David Zimmer stands behind the
counter of the cottage-country store he owns in Dwight, Ontario. He has a few
issues of Cottage
Life
stacked at the front counter, as always. But this particular summer issue
attracts more attention than usual. “Oh, I’ve got to see what this is all
about,” says one customer who spots the dead body cover line. Curious and
amused, other customers are drawn in by the line as well. It’s one of the few
times he’s noticed a cover line really capture attention. “I had more people
than ever say this was really funny.”
While the audience reaction seemed
gloom-and-doom at the Cottage
Life
office, Zimmer was uniquely placed to catch a glimpse of the opposite response.

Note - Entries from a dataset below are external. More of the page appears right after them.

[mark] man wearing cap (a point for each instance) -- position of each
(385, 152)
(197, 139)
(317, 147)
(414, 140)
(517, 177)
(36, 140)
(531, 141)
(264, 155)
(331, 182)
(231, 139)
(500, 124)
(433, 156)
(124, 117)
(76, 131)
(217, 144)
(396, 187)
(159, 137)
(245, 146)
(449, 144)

If it were up to him, he probably wouldn’t have issued that apology. He isn’t
afraid to test his editors with outrageous ideas and foul language in his
writing (though he didn’t get away with using “sucking face” in a story, a
disappointing defeat). But like Southey and Feschuk, Zimmer has established
himself as a reliable contributor over many years, giving him leeway to add
that little bit of absurdity to his stories. “You’ll always get a handful of
people who are shocked and appalled,” he says. “But that’s better than being
ignored.” It takes trust, and Zimmer is confident that a reasonable reader
would take his how-to piece as nothing but a tongue-in-cheek story. Besides,
who’s got a dead body lying around?
The Payoff
Definition: the response, e.g.
laughter, smirks, snorts, etc.
Insert
your response here:
Remorse. Caldwell still feels it
even months after issuing the apology on her blog, replaying the if-onlys in
her head. But that doesn’t mean she’ll stop running humour. It’s a staple at Cottage Life, and even though this attempt
failed, she knows it still has a place in the magazine. “I just won’t be
talking about burying dead bodies anymore,” she chuckles. Despite the
misfortune, Caldwell and her team still think the Cottage Hero package was
worthy of recognition. They submitted the piece to this year’s nmas in the Single Service Article
Package category and—surprise—Humour.
Not so
shocking, either, is the biggest challenge editors have to face: accepting that there
is no such thing as a guaranteed laugh. But a magazine that doesn’t even try?
As Clark puts it: “Offend nobody, bore everyone.”